Annual hurling competition season

The 1992 Tipperary Senior Hurling Championship was the 101st staging of the Tipperary Senior Hurling Championship since its establishment by the Tipperary County Board in 1887. The championship began on 13 September 1992 and ended on 8 November 1992.

Cashel King Cormacs were the defending champions, however, they were defeated by Loughmore-Castleiney at the quarter-final stage.

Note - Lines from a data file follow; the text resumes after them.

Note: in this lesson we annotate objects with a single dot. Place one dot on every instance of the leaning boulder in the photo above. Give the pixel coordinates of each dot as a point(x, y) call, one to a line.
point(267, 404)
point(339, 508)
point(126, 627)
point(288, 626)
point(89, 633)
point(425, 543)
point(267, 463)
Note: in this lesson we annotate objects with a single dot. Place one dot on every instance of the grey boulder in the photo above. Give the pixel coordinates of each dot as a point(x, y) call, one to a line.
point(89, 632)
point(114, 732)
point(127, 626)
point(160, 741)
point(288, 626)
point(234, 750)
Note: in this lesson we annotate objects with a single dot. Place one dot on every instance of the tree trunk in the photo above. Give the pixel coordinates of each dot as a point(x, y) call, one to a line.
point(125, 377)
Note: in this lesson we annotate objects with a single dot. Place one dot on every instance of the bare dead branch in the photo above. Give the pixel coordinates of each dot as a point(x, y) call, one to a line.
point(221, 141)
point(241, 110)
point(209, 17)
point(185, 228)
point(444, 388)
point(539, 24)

On 8 November 1992, Toomevara won the championship after a 0–12 to 1–06 defeat of Thurles Sarsfields in a final replay at Semple Stadium. It was their 11th championship title overall and their first title since 1960.

==Participating teams==

| Championship | Champions | Runners-up |
|---|---|---|
| Mid Tipperary Senior Hurling Championship | Loughmore-Castleiney | Thurles Sarsfields |
| North Tipperary Senior Hurling Championship | Nenagh Éire Óg | Toomevara |
| South Tipperary Senior Hurling Championship | Ballingarry | Killenaule |
| West Tipperary Senior Hurling Championship | Clonoulty-Rossmore | Cashel King Cormacs |

==Championship statistics==
===Top scorers===

- Top scorers overall

| Rank | Player | Club | Tally | Total | Matches | Average |
| 1 | Michael Cleary | Nenagh Éire Óg | 3-15 | 24 | 3 | 8.00 |
| 2 | Connie Maher | Thurles Sarsfields | 1-20 | 23 | 5 | 4.60 |
| 3 | Mike Nolan | Toomevara | 1-11 | 14 | 4 | 3.50 |
| 4 | Brendan Carroll | Thurles Sarsfields | 1-08 | 11 | 4 | 2.75 |
| Séamus Quinn | Thurles Sarsfields | 1-08 | 11 | 4 | 2.75 |
| Liam Nolan | Toomevara | 0-11 | 11 | 4 | 2.7 |
| 7 | Tommy Dunne | Toomevara | 1-07 | 10 | 4 | 2.50 |
| 8 | Tom McGrath | Loughmore-Castleiney | 0-09 | 9 | 2 | 4.50 |

- Top scorers in a single game

| Rank | Player | Club | Tally | Total | Opposition |
| 1 | Michael Cleary | Nenagh Éire Óg | 2-04 | 10 | Thurles Sarsfields |
| 2 | Michael Cleary | Nenagh Éire Óg | 1-06 | 9 | Killenaule |
| 3 | Connie Maher | Thurles Sarsfields | 1-05 | 8 | Toomevara |
| 4 | Brendan Carroll | Thurles Sarsfields | 1-04 | 7 | Nenagh Éire Óg |
| 5 | Cormac Bonnar | Cahel King Cormacs | 2-00 | 6 | Loughmore-Castleiney |
| Tom McGrath | Loughmore-Castleiney | 0-06 | 6 | Toomevara |
| Connie Maher | Thurles Sarsfields | 0-06 | 6 | Nenagh Éire Óg |
| Liam Nolan | Toomevara | 0-06 | 6 | Thurles Sarsfields |
| 9 | Mike Nolan | Toomevara | 1-02 | 5 | Ballingarry |
| John Kennedy | Nenagh Éire Óg | 1-02 | 5 | Killenaule |
| John Cormac | Loughmore-Castleiney | 1-02 | 5 | Cashel King Cormacs |
| Robbie Tomlinson | Nenagh Éire Óg | 1-02 | 5 | Thurles Sarsfields |
| Séamus Quinn | Thurles Sarsfields | 1-02 | 5 | Toomevara |
| Patrick Ivors | Ballingarry | 0-05 | 5 | Toomevara |
| Mike Nolan | Toomevara | 0-05 | 5 | Loughmore-Castleiney |
| Michael Cleary | Nenagh Éire Óg | 0-05 | 5 | Thurles Sarsfields |

===Miscellaneous===

- Toomevara won the championship for the first time since 1960.